SWWIM sustains and celebrates women poets by connecting creatives across generations and by curating a living archive of contemporary poetry, while solidifying Miami as a nexus for the literary arts.

One Thing

A life should leave
room for pain.
Like the daughter
who was angry and wrote
a note to her mother:
I am never talking to you again.
The mother wrote back:
I am sorry to hear that.
What about the bedtime story?
The daughter wrote back:
Okay, that is the one thing.
In the kitchen, a life could leave
a loaf of freshly baked bread
to cool.
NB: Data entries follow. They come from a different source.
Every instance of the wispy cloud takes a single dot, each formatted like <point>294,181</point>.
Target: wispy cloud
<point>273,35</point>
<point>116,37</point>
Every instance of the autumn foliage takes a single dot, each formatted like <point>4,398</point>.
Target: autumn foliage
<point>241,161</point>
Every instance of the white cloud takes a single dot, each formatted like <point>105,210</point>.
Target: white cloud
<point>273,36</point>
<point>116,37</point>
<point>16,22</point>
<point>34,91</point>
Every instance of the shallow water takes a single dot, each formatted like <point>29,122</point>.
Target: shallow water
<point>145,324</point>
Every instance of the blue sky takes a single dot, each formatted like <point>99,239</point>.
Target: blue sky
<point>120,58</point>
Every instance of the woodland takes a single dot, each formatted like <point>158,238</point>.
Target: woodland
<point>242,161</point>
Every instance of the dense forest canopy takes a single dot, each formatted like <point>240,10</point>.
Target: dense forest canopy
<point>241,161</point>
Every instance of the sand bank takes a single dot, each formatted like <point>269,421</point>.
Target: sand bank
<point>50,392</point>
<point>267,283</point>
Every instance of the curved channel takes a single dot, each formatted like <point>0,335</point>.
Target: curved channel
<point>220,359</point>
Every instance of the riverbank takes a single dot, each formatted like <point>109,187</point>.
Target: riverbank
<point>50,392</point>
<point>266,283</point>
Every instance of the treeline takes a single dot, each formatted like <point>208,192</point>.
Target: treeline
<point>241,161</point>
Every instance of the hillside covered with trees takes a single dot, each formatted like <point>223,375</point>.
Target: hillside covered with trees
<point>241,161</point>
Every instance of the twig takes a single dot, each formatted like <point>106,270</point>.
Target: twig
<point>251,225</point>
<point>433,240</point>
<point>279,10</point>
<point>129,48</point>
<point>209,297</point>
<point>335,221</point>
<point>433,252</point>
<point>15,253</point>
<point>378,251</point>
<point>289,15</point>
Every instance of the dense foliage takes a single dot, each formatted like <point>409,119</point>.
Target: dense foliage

The fragrance
could waft upstairs,
where the daughter
has picked out a book.
The mother could think
that bread is love
as she sits next to the daughter
on the daughter’s bed.
But the mother is
thinking of the pencil
on the daughter’s desk,
how one pencil can
draw a line 35 miles long.
How she could trace
the line to its end
and still not know
where the daughter
came from or where
the daughter is going
or how long
the daughter will lean
ever so lightly
on her shoulder.


The first line of the poem is from “Things Shouldn’t Be So Hard” by Kay Ryan.


Eileen Pettycrew lives and writes in Portland, Oregon. Her poems have appeared in The Normal School, Slipstream, CALYX, The Scream Online Dreams Anthology, South 85 Journal, Watershed Review, Gold Man Review, and others.